— Точно больная, — прошипела вслух, одергивая себя, и скинув все добро с кровати, заползла под одеяло.

Позже, когда Бекетов приходил и стучался в дверь, приглашая поужинать, я ничего не ответила, лишь одеялом с головой накуталась и зажмурилась сильнее, с ужасом понимая, что механизм запушен. Парность никуда не делась, меня с дикой силой к нему тянуло, не смотря на страх.

Его одежда на моем деле словно клеймила, пропитывала его запахом. Снять бы, да сил нет. Меня окутывало ощущение уюта и впервые за долгое время я спокойно заснула, не терзаемая кошмарами.
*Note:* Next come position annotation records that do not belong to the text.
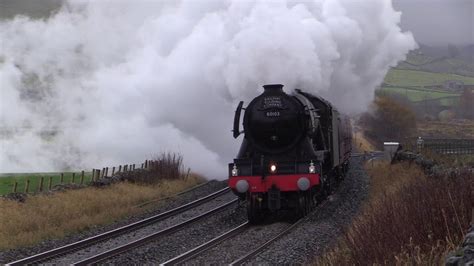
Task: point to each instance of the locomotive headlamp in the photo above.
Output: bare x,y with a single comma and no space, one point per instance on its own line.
273,168
312,168
235,171
303,183
242,186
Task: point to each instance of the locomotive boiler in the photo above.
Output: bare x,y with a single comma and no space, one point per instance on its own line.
295,149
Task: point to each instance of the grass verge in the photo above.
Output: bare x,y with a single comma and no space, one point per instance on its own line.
55,216
7,181
408,219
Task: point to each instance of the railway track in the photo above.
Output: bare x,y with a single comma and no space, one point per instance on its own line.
227,236
88,242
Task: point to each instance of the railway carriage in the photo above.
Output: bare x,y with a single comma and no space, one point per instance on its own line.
294,151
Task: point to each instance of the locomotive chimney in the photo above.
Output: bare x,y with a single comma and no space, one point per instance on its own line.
273,88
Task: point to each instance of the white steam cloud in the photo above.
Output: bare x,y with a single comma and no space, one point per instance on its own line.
111,82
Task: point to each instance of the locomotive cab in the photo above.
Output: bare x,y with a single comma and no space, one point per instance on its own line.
286,153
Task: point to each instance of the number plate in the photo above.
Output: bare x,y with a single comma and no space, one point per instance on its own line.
272,114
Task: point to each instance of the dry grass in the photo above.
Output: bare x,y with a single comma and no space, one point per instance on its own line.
450,129
60,214
409,218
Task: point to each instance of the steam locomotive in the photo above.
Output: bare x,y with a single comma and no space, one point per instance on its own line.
295,149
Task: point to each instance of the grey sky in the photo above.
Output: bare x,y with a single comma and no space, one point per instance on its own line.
438,22
433,22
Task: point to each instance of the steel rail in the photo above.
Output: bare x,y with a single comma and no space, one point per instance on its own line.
116,232
134,244
260,248
206,246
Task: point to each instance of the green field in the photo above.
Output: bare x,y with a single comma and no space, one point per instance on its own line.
419,94
7,181
403,77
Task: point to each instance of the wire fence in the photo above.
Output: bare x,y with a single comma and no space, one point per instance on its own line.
446,146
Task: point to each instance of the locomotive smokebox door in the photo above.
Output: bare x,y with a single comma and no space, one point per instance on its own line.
274,199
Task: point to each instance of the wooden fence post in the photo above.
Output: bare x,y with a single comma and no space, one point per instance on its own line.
41,184
27,186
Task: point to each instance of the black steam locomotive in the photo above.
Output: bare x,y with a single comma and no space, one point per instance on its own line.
295,149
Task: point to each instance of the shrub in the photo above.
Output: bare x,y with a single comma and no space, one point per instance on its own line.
409,218
388,120
422,213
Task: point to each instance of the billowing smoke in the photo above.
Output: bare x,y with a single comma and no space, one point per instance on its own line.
111,82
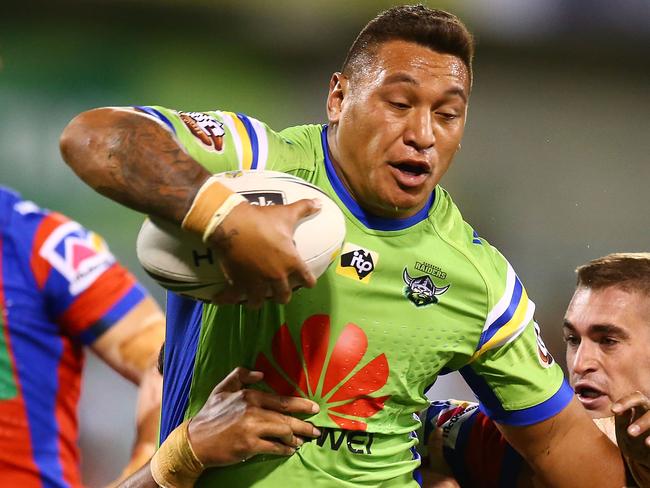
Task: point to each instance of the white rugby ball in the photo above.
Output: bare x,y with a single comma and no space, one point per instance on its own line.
180,262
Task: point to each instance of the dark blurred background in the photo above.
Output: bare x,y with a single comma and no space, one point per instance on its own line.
553,170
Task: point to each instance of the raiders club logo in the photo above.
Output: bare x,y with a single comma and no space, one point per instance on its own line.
543,355
421,290
205,128
264,198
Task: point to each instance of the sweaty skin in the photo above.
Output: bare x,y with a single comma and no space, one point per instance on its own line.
396,126
607,337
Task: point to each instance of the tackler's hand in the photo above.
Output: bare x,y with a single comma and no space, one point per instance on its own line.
259,255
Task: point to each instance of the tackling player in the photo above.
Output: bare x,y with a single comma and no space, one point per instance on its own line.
61,289
416,291
607,338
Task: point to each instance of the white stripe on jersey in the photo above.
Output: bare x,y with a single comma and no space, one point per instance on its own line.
262,143
232,129
505,300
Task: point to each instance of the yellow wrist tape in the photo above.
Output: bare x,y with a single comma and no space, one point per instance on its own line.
207,202
175,464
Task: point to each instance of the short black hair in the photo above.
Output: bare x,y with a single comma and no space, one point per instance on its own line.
438,30
628,271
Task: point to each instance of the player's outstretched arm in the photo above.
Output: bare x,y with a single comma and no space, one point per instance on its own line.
133,160
234,424
568,450
130,158
131,348
632,416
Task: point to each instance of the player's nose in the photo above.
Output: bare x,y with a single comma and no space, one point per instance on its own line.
419,132
584,360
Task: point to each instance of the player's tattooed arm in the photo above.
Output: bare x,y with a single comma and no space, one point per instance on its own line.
131,159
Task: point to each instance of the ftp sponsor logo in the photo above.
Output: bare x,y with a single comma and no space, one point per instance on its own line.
356,442
357,263
265,198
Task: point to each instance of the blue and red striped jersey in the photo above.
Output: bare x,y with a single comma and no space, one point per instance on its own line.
60,289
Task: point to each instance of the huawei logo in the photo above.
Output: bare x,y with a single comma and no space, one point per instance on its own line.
341,379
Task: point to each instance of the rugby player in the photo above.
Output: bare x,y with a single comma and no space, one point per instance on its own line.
416,291
60,290
607,336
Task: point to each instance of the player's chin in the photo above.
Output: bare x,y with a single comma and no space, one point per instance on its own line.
410,201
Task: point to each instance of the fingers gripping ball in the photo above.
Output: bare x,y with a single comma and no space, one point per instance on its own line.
180,262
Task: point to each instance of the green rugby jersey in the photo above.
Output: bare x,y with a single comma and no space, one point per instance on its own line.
407,300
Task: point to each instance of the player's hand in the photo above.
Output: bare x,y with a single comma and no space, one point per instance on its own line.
237,423
633,432
435,471
258,252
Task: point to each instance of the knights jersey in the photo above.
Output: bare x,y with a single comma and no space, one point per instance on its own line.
479,455
406,300
60,289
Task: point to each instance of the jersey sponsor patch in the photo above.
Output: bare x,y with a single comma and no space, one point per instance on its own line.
421,290
543,355
205,128
357,263
342,381
79,255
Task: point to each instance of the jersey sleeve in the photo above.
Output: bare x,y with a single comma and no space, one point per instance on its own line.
472,446
86,291
511,371
227,141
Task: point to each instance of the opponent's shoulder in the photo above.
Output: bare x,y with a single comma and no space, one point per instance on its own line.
24,220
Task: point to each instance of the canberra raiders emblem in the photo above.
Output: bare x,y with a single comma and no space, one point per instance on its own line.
421,290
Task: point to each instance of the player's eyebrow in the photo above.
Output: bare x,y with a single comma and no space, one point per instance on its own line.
605,329
396,78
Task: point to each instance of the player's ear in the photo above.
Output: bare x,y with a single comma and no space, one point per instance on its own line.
337,91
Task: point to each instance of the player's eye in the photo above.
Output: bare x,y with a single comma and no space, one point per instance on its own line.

Утром, едва разлепив глаза, осторожно прислушиваясь, пытаясь понять, где находился хозяин дома? Уже встал? Ушел?

Проведя ночь в его доме, проснувшись в его футболке, я почувствовала себя как минимум глупо.

Зачем все это? Почему позволила себя вернуть? Все события прошлого дня показались детской игрой. Я даже не пыталась по настоящему уйти, сдаваясь, не прилагая никаких усилий. Моя слабость перед ним так очевидна, что саму тошнило. Как раньше шла за ним, так и сейчас осталась ведомой. Наверное, сильная женщина — это не про меня, если вот так просто отступала.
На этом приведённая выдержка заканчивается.